Grazie al gradiente elettrochimico protonico e all’azione di specifiche proteine vettrici, sia gli enzimi della matrice sia la stessa ATP-sintetasi ricevono i propri substrati in concentrazioni elevate mediante trasporto attivo.
Altra funzione vitale del gradiente elettrochimico della membrana mitocondriale interna consiste nel pompare ioni Ca2+ con un meccanismo attivo dal citoplasma cellulare alla matrice mitocondriale. Il meccanismo di accumulo del calcio nella matrice mitocondriale è di notevole importanza nella regolazione della concentrazione del Ca2+ nel citoplasma cellulare, in genere
molto bassa.
Esistono molti altri sistemi trasportatori (➔ navetta) attraverso la membrana mitocondriale interna, specifici per altre sostanze necessarie ai vari pathway metabolici del mitocondrio: per es., il piruvato per il ciclo dell’acido citrico. Il sistema navetta per l’acido grasso, ha l’effetto di tenere separati i pool extramitocondriale e intramitocondriale degli acidi grassi e del coenzima A (CoA). Gli acidi grassi sono attivati sulla membrana mitocondriale esterna, mentre la loro ossidazione ha luogo nella matrice mitocondriale; dato che le molecole di acil-CoA a lunga catena carboniosa non possono attraversare facilmente la membrana mitocondriale interna, vengono trasportate dalla carnitina.

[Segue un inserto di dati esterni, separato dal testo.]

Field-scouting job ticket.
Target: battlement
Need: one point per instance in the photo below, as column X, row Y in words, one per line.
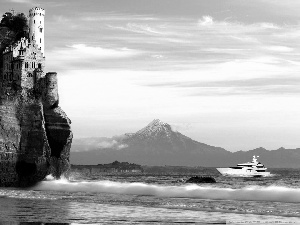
column 36, row 11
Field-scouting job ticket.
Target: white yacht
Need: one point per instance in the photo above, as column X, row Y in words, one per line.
column 250, row 169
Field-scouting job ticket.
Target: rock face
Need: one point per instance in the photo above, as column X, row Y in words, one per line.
column 35, row 134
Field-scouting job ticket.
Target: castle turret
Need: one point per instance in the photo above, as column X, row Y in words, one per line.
column 36, row 27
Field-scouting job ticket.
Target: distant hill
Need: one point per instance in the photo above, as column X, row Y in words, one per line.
column 157, row 144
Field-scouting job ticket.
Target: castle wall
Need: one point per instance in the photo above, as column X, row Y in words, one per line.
column 36, row 27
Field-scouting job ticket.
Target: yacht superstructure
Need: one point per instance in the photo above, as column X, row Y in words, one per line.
column 250, row 169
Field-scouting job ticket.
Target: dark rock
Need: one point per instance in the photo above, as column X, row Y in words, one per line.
column 201, row 179
column 35, row 137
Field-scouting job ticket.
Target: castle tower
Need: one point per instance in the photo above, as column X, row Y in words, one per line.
column 36, row 27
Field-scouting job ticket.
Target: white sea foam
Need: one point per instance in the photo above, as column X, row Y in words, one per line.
column 255, row 193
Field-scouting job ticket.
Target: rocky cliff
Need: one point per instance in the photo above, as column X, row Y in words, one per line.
column 35, row 134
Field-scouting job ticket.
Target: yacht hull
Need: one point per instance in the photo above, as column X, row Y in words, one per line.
column 243, row 172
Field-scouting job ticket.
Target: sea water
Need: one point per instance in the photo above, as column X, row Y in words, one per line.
column 155, row 199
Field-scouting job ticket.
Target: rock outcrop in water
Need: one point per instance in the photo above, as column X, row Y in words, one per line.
column 35, row 134
column 198, row 180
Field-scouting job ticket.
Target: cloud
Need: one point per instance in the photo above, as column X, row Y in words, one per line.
column 22, row 1
column 261, row 86
column 206, row 21
column 279, row 48
column 82, row 56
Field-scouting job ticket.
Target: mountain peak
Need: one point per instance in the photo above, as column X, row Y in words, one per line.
column 156, row 127
column 157, row 122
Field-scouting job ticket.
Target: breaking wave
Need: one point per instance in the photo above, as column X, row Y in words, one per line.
column 251, row 193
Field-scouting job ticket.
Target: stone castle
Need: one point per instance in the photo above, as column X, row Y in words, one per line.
column 35, row 134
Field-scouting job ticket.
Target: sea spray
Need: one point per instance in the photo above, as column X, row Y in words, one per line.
column 250, row 193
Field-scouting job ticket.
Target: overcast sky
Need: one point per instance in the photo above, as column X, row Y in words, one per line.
column 225, row 73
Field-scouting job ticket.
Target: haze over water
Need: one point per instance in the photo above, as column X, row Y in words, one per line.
column 155, row 199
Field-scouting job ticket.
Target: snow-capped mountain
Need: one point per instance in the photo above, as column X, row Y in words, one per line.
column 158, row 144
column 155, row 144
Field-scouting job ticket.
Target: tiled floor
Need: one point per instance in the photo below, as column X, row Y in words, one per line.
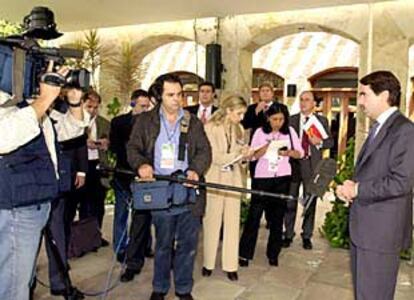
column 322, row 274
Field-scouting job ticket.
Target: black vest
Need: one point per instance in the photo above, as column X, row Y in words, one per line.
column 27, row 175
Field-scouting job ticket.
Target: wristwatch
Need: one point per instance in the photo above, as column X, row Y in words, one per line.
column 75, row 104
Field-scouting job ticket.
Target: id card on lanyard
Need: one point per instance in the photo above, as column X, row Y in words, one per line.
column 167, row 156
column 168, row 148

Altre funzioni dei mitocondri I mitocondri sono coinvolti in numerose funzioni e processi biosintetici (sintesi del colesterolo,
del gruppo eme delle porfinine ecc.). I mitocondri rappresentano il sito principale di produzione dell’anione superossido (•O2−), un radicale dell’ossigeno che si forma durante il processo di fosforilazione ossidativa I mitocondri per generare energia, ossidano sostanze alimentari e riducono l’ossigeno ad acqua; per effettuare questa trasformazione l’O2 molecolare necessita di 4 e questa cessione di elettroni non avviene contemporaneamente, ma un elettrone per volta; quando la catena respiratoria funziona a regimi elevati gli elettroni sfuggono, e si ha la generazione di specie intermedie altamente reattive dell’ossigeno e instabili i “ROS”. la produzione di ROS, soprattutto l’esercizio intenso.
La cellula possiede dei sistemi di detossificazione che permettono l’eliminazione dei radicali liberi: antiossidanti endogeni quali le vitamine A, E e l’acido ascorbico ed enzimi come la catalasi e la superossidodismutasi (SOD).